Verilen bir aradan sonra saat 13.25’te, fizikçi ve silah uzmanı Wiesbaden BKA’dan Ruprecht Nennstiel’in dinlenmesine geçildi. Götzl konunun, susturucu ve 12 mermisiyle bir Ceska 83 tabanca ile bir Bruni marka tabancanın incelenmesi ve mühimmat parçalarının BKA’nın mühimmat toplama merkezindekilerle karşılaştırması dahilinde bir iz karşılaştırması olduğunu söyledi. Nennstilel kendisinin iki bilirkişi raporu yazdığını ifade etti; biri silah tekniği ve hukuksal sınıflandırma raporuydu ve diğeri suçların sınıflandırılması ile ilgili bir saptama raporu. Silah tekniği araştırmasında; Ceska’nın numarası başlarda tanınabilir değildi, sonradan ortaya çıkarılmıştı, bu numara  034678’di. Susturucusuyla tabanca fdamgalanmıştıti ve gönderen daire tarafından, PD Zwickau, W04 takip numarası verilmişti. Tabanca ile birlikte 12 pirinç alaşim rengi tam metal kaplama, Çek Sellier&Bellot markalı mermiler vardı, 11’i şarjörde ve biri mermi yatağındaydı.  Ardından silahların çalşıp çalışmadıkları konuşulmaya başlandı. Hiç değilse görsel açıdan silahlar çok kötü durumda görünüyorlardı. Silahta yani susturucuda, plastik folyo kalıntıları bulunmuştu, bunlar erimişti çünkü silah yüksek ısıya maruz kalmıştı. Özenli bir temizlemeden sonra silah, karşılaştırma mühimmatının elde edilebilmesi için ateşlenebilir durumdaydı. Silah engelsiz çalışıyordu ve mermilerin kapasitesinin yeterli olduğu da açıktı. Nennstiel, teknik-hukuksal bir değerlendirme olarak, kuşkusuz bir yarı otomatik silahın söz konusu olduğunu, bunun için insanın silah bulundurma ruhsatı ve yanında bulundurmak için de, silah ve av ruhsatı sahibi olması gerekirdi. Aynı şartlar susturucu için de geçerliydi. Bunun sesi engelleme performansı ile ilgili Nennstiefel, silah ile bir defa susturuculu, bir defa susturucusuz ateş edildiğini, sesi engelleme performansının 20.7 dB(C) olduğunu söyledi.

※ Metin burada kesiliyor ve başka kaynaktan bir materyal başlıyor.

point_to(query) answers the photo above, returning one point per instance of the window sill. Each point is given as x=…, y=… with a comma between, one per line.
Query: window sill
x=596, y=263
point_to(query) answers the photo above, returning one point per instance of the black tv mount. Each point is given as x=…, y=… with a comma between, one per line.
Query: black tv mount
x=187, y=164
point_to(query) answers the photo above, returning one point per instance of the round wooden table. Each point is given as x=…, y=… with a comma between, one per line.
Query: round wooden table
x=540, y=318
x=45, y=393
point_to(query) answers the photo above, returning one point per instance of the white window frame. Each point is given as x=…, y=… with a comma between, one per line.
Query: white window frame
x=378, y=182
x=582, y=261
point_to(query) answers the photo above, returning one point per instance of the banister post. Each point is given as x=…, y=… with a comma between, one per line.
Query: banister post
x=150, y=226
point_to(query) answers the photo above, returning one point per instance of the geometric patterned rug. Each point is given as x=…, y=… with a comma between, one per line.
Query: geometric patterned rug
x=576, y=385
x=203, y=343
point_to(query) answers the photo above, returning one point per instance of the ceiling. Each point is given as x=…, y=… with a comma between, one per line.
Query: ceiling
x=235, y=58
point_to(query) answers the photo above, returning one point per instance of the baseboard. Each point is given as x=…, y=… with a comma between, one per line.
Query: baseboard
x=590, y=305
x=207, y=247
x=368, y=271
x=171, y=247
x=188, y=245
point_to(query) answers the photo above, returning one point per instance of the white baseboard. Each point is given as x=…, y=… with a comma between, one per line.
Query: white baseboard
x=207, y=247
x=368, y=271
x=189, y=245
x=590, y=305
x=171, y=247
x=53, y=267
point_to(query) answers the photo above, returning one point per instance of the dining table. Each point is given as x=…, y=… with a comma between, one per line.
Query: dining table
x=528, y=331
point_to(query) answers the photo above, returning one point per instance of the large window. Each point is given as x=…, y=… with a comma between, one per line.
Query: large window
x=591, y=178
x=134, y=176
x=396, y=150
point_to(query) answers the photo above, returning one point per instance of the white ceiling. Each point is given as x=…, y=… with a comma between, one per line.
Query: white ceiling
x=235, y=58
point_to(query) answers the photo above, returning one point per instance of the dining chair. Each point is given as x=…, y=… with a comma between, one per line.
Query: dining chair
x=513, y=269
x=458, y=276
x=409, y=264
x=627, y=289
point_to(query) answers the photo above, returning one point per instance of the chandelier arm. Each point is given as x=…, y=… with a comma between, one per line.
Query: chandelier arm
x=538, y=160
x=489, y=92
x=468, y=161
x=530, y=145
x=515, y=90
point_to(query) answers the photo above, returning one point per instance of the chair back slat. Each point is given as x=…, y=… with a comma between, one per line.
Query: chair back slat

İzlerin incelenmesi ile ilgili Nennstiel, karşılaştırma incelemesinin mühimmat parçalarının, BKA’nın suç mühimmatı toplama merkezindekiler ile karşılaştırılması şeklinde gerçekleştirildiğini söyledi. Orada aydınlatılamamış suçlarda kullanılan mühimmat saklanıyordu. Her silahın bıraktığı mühimmatın izi kendine özeldi. Silah tanınmasa bile, aynı silahın söz konusu olup olmadığınının söylenebileceğini ifade etti. Nennstiel ancak bu olayda karşılaştılan mühimmat ile uyuşan bir silahın elde bulunduğunu söyledi. Toplanan mühimmat parçaları ile bu karşılaştırıldığında bir hüküm verilebilirdi. Nennstiel burada meselenin bu olduğunu ifade etti, numaraları okuyabiliyordu. Bu çekirdeğe ve kovanlara ayrı ayrı uygulanıyordu. Kovanlar ile ilgili olarak Nennstiel, bilirkişi raporundaki bir tabloya işaret etti. Buradan hangi suç eyleminin söz konusu olduğu çıkarılabilirdi. Mermilerde toplam dokuz eşleşme vardı. Mühimmat parçaları BKA’da koruma altında bulunuyordu. Bruni marka tabanca üstünde de aynı inceleme yapılmıştı. Silah numaraları daha da engelsiz bir şekilde görülebiliyordu. Bu silah ta kötü durumdaydı, ama temizlenerek, karşılaştırması mühimmatıelde etmek için, ateşlenmeye hazır hale getirilmişti. Nennstiel Bruni silahın da yarı otomatik bir silah olduğunu ve bu silah için de,  insanın silah bulundurma ruhsatı ve kullanmak için de, silah ve av ruhsatı sahibi olması gerektiğini söyledi. Kovanlar ile ilgili olarak da, iki eşleşme bulunduğunu ifade etti. Mermilerin karşılaştırılması sonucunda belirli bir saptama yapılamamıştı. Bu, silahların suç işleme anı ve korumaya alınmaları arasında bazı değişikliklere uğramasından kaynaklanıyor olabilirdi. Ne bir kanıt elde etme ne de listeden çıkarma mümkündü.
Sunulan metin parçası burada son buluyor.